Here, since the objective optical axis X of the objective lens unit 31 and the center axis Z of the light receiving section of the imaging unit 33 are substantially coaxial and parallel on the eccentricity adjusting jig, the leveling member 87 and the base member 83 are arranged. The fixing screw 88 is fixed to change the inclination of the imaging unit holding member 86, and the objective optical axis X and the light receiving unit central axis Z are parallelized.

  An eccentricity adjustment clearance 90 as shown in FIG. 9 is provided between the outer diameter of the proximal end portion of the objective lens unit 31 and the hole diameter of the distal end portion of the imaging unit 33.

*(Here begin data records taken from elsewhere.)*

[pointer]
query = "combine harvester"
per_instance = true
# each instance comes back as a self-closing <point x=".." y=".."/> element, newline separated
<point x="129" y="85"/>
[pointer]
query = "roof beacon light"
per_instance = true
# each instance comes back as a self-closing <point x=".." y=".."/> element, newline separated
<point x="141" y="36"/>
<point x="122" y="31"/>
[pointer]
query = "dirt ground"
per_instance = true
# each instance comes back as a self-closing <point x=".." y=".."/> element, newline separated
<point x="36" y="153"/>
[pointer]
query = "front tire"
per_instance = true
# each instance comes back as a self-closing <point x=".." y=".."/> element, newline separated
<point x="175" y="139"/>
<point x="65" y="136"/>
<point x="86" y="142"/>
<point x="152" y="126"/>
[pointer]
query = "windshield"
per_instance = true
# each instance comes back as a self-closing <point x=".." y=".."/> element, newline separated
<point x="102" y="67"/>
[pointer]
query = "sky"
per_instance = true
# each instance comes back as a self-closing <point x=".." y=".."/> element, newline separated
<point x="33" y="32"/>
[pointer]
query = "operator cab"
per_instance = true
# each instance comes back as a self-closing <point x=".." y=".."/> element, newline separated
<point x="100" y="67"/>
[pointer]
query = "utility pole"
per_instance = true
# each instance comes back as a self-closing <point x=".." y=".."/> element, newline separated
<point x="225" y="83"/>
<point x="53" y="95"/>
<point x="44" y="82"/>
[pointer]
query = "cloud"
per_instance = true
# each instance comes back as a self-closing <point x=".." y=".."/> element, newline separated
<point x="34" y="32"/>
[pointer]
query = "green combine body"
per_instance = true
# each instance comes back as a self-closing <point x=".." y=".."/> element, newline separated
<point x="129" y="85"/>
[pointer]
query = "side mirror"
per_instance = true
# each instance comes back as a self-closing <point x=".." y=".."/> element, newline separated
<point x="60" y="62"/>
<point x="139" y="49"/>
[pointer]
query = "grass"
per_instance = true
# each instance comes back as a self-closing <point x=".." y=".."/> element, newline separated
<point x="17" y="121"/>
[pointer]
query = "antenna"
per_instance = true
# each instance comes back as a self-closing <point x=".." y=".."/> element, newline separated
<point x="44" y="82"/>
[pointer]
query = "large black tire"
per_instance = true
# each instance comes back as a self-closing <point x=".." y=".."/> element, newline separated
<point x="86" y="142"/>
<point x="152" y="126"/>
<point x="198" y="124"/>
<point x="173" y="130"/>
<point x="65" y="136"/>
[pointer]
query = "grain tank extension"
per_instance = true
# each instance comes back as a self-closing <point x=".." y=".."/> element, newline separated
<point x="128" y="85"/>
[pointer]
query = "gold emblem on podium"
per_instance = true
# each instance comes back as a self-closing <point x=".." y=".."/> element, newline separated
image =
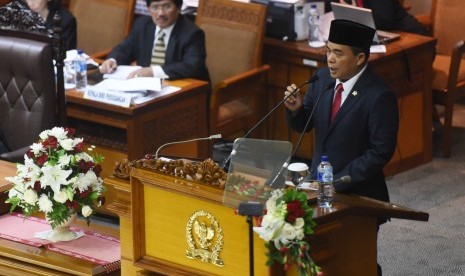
<point x="205" y="238"/>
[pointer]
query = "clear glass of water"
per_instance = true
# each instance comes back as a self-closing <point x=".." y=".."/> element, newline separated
<point x="69" y="74"/>
<point x="297" y="173"/>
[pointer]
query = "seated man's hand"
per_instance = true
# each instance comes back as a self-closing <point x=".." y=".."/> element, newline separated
<point x="143" y="72"/>
<point x="108" y="66"/>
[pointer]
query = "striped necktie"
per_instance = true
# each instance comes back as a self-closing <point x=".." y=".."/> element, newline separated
<point x="159" y="48"/>
<point x="337" y="101"/>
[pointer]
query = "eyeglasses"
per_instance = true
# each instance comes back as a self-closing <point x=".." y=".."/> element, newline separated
<point x="164" y="7"/>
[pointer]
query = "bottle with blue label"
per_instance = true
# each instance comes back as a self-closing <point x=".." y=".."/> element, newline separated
<point x="315" y="38"/>
<point x="325" y="183"/>
<point x="81" y="71"/>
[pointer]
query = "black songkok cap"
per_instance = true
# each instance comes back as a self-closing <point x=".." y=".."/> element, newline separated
<point x="351" y="33"/>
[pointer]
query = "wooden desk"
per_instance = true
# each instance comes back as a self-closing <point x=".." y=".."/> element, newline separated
<point x="406" y="67"/>
<point x="25" y="260"/>
<point x="142" y="128"/>
<point x="153" y="231"/>
<point x="130" y="133"/>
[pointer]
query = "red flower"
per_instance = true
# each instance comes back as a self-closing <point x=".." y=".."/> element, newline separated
<point x="42" y="159"/>
<point x="72" y="204"/>
<point x="70" y="131"/>
<point x="83" y="194"/>
<point x="79" y="147"/>
<point x="51" y="142"/>
<point x="294" y="211"/>
<point x="101" y="200"/>
<point x="37" y="186"/>
<point x="97" y="169"/>
<point x="85" y="166"/>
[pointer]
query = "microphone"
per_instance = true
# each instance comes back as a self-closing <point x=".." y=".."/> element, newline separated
<point x="284" y="167"/>
<point x="343" y="179"/>
<point x="226" y="161"/>
<point x="211" y="137"/>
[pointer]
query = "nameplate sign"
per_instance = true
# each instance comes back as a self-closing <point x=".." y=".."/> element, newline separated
<point x="110" y="97"/>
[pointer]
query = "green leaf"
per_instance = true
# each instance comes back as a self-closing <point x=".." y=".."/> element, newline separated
<point x="69" y="193"/>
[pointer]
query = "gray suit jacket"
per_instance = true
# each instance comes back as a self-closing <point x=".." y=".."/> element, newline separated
<point x="185" y="55"/>
<point x="363" y="136"/>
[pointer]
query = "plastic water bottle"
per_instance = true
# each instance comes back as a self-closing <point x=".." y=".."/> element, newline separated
<point x="325" y="183"/>
<point x="81" y="71"/>
<point x="315" y="38"/>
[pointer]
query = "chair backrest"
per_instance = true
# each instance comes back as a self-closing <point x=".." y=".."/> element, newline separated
<point x="101" y="24"/>
<point x="234" y="36"/>
<point x="28" y="92"/>
<point x="448" y="19"/>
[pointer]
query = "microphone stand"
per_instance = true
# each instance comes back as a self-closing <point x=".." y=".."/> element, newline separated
<point x="225" y="162"/>
<point x="215" y="136"/>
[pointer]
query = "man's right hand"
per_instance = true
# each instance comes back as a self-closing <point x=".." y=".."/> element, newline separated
<point x="294" y="102"/>
<point x="108" y="66"/>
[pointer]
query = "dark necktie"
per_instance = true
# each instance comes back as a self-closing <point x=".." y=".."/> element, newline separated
<point x="159" y="49"/>
<point x="337" y="101"/>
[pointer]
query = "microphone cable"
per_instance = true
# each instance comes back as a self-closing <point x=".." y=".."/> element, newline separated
<point x="225" y="162"/>
<point x="211" y="137"/>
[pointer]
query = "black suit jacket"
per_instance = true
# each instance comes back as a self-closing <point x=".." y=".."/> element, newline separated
<point x="389" y="15"/>
<point x="185" y="53"/>
<point x="68" y="26"/>
<point x="363" y="136"/>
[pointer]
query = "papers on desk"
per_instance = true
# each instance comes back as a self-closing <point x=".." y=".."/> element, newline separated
<point x="131" y="85"/>
<point x="124" y="92"/>
<point x="377" y="49"/>
<point x="122" y="72"/>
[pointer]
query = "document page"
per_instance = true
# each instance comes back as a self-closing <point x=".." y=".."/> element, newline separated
<point x="122" y="72"/>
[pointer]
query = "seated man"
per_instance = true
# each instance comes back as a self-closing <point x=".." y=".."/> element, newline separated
<point x="165" y="44"/>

  When the objective optical axis X of the objective lens unit 31 and the center axis Z of the light receiving unit 32 of the solid-state imaging device 32 are decentered and vignetting occurs in the endoscopic image, the fastening of the holding screw 84 is loosened, and the objective By moving the objective optical axis X by rotating the lens unit holding member 81, the position is adjusted to a position where vignetting does not occur in the endoscopic image or where the amount of vignetting is the smallest. If vignetting occurs only by adjusting the rotation, the knob portion 89 of the objective lens unit holding member holder 82 assembled to the objective lens unit holding member 81 is finely shifted parallel to the abutting portion 85. Thus, the objective optical axis X of the objective lens unit 31 and the light receiving unit central axis Z of the solid-state imaging device 32 are adjusted to a relative position where no vignetting occurs on the endoscopic image. On the eccentricity adjusting jig, the positions of the objective lens unit 31 and the imaging unit 33 are adjusted so that a predetermined endoscopic image can be obtained, and then both are fixed with an adhesive.

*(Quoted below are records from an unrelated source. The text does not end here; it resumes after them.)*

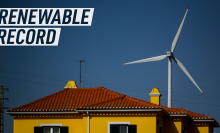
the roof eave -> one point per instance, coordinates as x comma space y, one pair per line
119, 110
19, 113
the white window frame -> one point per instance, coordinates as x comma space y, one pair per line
120, 123
51, 125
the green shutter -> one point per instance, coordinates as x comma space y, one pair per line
132, 128
63, 129
114, 128
38, 129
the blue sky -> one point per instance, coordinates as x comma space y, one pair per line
122, 31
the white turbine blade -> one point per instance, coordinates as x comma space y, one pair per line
186, 72
148, 59
175, 40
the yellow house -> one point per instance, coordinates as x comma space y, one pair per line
99, 110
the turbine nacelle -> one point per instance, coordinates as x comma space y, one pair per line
169, 54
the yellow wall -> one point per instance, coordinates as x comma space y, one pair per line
155, 100
172, 125
200, 128
26, 124
146, 122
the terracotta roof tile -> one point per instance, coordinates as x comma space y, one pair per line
96, 98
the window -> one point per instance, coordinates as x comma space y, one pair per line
121, 127
51, 128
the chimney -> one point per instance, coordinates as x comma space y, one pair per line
71, 84
155, 96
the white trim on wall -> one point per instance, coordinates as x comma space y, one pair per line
43, 125
116, 123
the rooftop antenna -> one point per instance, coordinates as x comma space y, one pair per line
170, 56
80, 71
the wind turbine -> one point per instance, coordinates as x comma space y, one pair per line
170, 56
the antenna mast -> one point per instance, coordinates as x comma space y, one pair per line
80, 71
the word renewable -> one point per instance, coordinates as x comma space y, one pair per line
39, 17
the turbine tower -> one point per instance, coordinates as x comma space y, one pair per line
170, 56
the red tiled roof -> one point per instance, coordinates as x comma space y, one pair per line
71, 99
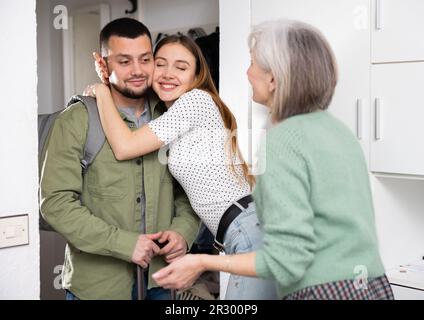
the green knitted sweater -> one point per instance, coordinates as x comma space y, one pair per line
315, 205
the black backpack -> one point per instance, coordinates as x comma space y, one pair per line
93, 144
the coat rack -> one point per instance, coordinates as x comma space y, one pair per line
134, 7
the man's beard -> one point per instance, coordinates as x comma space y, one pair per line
128, 93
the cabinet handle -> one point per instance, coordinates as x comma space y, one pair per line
378, 15
359, 118
377, 107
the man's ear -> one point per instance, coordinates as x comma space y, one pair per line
271, 84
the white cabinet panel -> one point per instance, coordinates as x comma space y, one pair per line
346, 25
397, 27
398, 130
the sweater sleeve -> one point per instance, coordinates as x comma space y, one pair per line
282, 198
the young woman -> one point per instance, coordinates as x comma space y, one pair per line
314, 199
203, 153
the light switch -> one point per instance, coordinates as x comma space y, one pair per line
13, 231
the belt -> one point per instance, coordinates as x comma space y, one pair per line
229, 215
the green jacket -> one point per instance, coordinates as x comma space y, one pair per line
101, 234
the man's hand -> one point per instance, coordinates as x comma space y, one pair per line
175, 248
145, 249
180, 274
101, 68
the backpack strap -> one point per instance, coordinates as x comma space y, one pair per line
95, 135
45, 122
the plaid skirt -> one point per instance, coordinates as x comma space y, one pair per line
374, 289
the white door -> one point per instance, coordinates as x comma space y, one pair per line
80, 40
346, 25
398, 130
397, 30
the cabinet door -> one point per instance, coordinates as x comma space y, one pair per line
398, 116
346, 25
397, 30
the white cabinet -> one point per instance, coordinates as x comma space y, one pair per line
397, 27
398, 113
346, 26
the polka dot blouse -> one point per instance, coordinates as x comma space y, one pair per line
199, 157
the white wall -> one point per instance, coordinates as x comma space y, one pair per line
160, 15
399, 209
19, 276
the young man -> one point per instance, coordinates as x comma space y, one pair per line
126, 205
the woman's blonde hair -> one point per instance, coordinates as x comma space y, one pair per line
302, 64
205, 82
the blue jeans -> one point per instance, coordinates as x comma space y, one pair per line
244, 235
151, 294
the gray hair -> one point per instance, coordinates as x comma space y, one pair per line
301, 62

  With the above method, the optical axis of the imaging device 22 in the electronic endoscope 2 of the present embodiment is adjusted.

  In order to adjust the imaging device 22 so that vignetting does not occur in the endoscopic image, the objective optical axis X of the objective lens unit 31 and the center of the light receiving unit of the solid-state imaging device 32 are arranged on the eccentricity adjusting jig. It is only necessary that the axis Z can move relatively. Therefore, the member for adjusting the movement is not limited to the objective lens unit holding member 81 that holds the objective lens unit 31, but may be the imaging unit holding member 86 that holds the imaging unit 33. Further, the objective lens unit holding member 81 may be rotationally adjusted, and the imaging unit holding member 86 may be configured to be capable of fine movement shift adjustment, or the rotation adjustment member and the fine movement shift adjustment member may be reversed.

  Furthermore, the adjustment of the imaging device 22 to prevent vignetting in the endoscopic image can also be adjusted by shifting the position of the first lens 35. In this case, the objective lens unit 31 excluding the first lens 35 and the imaging unit 33 are combined. Thereafter, the first lens 35 is fixed at a position where no vignetting occurs in the endoscopic image. In this case, an adjustment clearance is provided between the objective lens 35 and the objective lens frame 34.

  The electronic endoscope 2 according to the embodiment of the present invention described above has the following effects.

  When a tension is applied to the signal cable 50 due to the bending of the insertion portion 4, this tension is inserted only in the signal cable 50 and applied only to the thread material 71 fixed to the solid-state imaging element frame 48. Therefore, no tension is applied to the lead wire 75 inserted into the signal cable 50. Therefore, the lead wire 75 or the connecting portion of the lead wire 75 is not broken.

  Further, since the thread material 71 is sandwiched between the solid-state imaging element frame 48 and the shield frame 58 and is adhered to the outer peripheral surface of the solid-state imaging element frame 48, the fixing and the double fixing can be performed firmly. It is possible to fix the solid-state image sensor frame 48 and the thread material 71. In particular, the holding of the thread material 71 between the solid-state imaging element frame 48 and the shield frame 58 is not affected by moisture absorption as in the case of an adhesive, and thus can be securely held.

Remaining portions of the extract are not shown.